Scaachi: What does ol’ R.R. think about the show? Also how many of that hat does he have and will he give me that hat.

Haley: I would watch a show that is just your quest to get that hat from him. He is very involved with the show and I suspect he likes it more than writing the books and that is why I fear the soft-cover closure I so deeply crave will never come. At one point last year, I believe, they ordered him to take a break from the show to write the book. GET OUTTA HOLLYWOOD, GEORGE!

Scaachi: Ugh, I know, he is so industry.

I do appreciate the show on the same level that I appreciated reading Lord of the Rings, which is that there is a level of commitment and focus to create that intricate a world and also to bring people into it and make it engaging. I’m not a big fan of fantasy literature or shows or movies, but I am getting into it.

Or maybe it’s just that I want to know who is behind those creepy-ass gold masks that are murdering everyone.

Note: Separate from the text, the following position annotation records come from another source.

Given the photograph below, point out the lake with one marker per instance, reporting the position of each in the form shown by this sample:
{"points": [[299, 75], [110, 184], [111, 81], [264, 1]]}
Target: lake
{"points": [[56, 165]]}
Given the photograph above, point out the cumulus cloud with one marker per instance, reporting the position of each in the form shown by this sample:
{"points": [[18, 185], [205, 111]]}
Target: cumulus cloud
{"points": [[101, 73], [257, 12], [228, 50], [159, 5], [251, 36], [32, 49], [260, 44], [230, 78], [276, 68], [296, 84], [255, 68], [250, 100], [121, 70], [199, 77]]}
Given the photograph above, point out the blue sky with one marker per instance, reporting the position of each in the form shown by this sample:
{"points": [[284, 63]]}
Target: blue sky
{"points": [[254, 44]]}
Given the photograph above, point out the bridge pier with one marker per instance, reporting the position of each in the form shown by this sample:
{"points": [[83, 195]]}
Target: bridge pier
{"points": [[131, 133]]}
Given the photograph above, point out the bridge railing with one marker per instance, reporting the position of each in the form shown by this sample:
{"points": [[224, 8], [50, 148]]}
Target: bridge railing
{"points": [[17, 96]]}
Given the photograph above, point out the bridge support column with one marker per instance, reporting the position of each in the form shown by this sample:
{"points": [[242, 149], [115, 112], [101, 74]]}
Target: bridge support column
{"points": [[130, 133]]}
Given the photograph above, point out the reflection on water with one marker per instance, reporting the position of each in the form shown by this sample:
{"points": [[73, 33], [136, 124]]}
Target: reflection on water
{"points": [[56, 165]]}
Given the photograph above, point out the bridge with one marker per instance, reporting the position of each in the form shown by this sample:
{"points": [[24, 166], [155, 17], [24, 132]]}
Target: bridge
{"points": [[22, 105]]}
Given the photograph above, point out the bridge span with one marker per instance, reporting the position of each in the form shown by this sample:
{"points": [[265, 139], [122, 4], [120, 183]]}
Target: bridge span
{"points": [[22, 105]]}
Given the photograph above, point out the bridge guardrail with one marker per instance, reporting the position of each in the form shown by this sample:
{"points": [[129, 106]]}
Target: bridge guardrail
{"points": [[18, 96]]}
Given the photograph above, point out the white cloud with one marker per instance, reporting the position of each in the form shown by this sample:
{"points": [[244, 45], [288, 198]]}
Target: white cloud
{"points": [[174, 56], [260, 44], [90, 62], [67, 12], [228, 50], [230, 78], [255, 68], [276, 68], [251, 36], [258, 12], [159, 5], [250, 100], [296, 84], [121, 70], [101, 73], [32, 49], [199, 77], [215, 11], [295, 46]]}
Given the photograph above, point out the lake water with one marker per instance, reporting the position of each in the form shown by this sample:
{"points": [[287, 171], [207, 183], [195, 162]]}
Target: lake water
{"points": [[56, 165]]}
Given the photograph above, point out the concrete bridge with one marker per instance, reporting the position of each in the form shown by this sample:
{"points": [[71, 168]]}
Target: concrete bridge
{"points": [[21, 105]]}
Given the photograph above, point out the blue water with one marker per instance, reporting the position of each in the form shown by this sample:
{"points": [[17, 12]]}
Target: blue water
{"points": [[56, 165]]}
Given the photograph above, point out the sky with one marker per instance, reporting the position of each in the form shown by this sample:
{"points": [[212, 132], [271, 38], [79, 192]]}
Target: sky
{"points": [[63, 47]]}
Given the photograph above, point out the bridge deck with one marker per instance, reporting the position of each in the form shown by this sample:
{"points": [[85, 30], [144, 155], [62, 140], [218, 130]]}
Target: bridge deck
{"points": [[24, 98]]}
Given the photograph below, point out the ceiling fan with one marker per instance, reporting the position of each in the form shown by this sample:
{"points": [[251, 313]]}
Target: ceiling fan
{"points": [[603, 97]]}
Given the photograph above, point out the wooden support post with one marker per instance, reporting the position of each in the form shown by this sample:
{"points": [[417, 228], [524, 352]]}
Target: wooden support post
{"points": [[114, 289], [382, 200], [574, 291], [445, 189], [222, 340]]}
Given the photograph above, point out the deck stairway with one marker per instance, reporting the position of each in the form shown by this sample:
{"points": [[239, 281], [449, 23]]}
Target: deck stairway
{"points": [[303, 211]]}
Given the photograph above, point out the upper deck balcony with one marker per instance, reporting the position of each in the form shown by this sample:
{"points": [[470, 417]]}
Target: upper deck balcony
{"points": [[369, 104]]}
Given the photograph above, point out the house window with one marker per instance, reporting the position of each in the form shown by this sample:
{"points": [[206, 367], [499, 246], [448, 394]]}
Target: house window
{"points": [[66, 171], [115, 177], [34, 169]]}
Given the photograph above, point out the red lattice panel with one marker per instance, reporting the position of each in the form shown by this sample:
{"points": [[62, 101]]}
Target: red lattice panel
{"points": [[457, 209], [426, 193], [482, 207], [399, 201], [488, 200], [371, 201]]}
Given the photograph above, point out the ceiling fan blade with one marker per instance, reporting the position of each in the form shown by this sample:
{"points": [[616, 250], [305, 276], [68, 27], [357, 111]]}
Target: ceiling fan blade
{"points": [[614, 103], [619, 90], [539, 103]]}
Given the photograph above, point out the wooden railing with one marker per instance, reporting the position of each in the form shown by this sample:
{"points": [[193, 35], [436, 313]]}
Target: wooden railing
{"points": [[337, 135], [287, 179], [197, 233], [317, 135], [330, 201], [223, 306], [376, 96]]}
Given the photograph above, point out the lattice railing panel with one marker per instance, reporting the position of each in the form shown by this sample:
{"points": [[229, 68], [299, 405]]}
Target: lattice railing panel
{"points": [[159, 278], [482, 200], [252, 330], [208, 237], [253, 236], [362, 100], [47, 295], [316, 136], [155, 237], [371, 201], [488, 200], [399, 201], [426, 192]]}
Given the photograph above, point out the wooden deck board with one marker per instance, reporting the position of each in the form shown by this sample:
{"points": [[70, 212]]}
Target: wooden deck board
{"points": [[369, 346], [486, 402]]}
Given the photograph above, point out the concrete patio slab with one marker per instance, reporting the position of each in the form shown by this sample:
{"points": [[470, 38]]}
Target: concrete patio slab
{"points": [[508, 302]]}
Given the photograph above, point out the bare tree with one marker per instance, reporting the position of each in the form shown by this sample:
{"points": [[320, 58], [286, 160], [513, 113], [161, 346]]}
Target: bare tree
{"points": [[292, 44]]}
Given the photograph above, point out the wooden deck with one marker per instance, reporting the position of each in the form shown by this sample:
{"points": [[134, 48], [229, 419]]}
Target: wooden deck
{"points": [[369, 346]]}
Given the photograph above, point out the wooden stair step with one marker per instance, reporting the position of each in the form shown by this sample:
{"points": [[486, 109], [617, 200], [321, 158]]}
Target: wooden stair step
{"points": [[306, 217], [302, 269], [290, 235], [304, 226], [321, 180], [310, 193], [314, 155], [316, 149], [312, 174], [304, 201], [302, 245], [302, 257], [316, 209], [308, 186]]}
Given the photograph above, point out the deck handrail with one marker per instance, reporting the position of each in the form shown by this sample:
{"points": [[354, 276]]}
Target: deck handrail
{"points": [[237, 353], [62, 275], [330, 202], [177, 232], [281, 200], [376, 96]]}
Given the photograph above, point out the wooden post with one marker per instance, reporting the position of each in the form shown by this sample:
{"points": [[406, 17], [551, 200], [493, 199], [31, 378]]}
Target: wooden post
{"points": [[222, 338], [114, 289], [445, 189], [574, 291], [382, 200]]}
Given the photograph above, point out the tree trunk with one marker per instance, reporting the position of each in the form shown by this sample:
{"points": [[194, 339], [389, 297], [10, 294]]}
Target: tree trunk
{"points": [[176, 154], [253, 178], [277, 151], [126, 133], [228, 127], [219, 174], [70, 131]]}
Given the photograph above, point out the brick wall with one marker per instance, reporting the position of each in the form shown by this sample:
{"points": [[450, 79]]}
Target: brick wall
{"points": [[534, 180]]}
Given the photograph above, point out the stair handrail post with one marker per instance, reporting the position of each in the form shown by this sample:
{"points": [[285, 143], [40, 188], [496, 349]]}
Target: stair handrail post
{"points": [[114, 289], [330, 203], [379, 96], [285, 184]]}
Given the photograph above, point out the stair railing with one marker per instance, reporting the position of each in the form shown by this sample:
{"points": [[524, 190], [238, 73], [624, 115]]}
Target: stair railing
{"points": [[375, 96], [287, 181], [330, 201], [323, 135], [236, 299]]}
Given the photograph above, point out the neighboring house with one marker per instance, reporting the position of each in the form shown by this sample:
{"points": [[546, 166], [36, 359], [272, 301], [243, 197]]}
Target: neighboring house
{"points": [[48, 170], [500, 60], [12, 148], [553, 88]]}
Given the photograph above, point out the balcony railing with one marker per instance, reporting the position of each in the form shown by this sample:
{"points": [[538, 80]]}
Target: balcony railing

Haley: Does it bother anyone else that these people are running around slitting throats and nobody was like, “Hey, fellow Unsullied, maybe it’s time we added a protective collar to our Fighting Outfits”?

Scaachi: THAT’S the logic you’re trying to pick apart here? WHY IS NO ONE IN JON SNOW’S UNIVERSE WEARING A HAT? IT LOOKS COLD THERE! Like that lady whips off her dress and there aren’t any long-johns underneath and she isn’t freezing to death? GIRL, I SEE YOUR NIPS, YOU ARE COLD, PUT ON A SWEATER.

Haley: Oh, she’s magic. She doesn’t feel the cold because she worships the Lord of Light. Geez, Scaachi, sometimes I wonder if you’re even paying attention.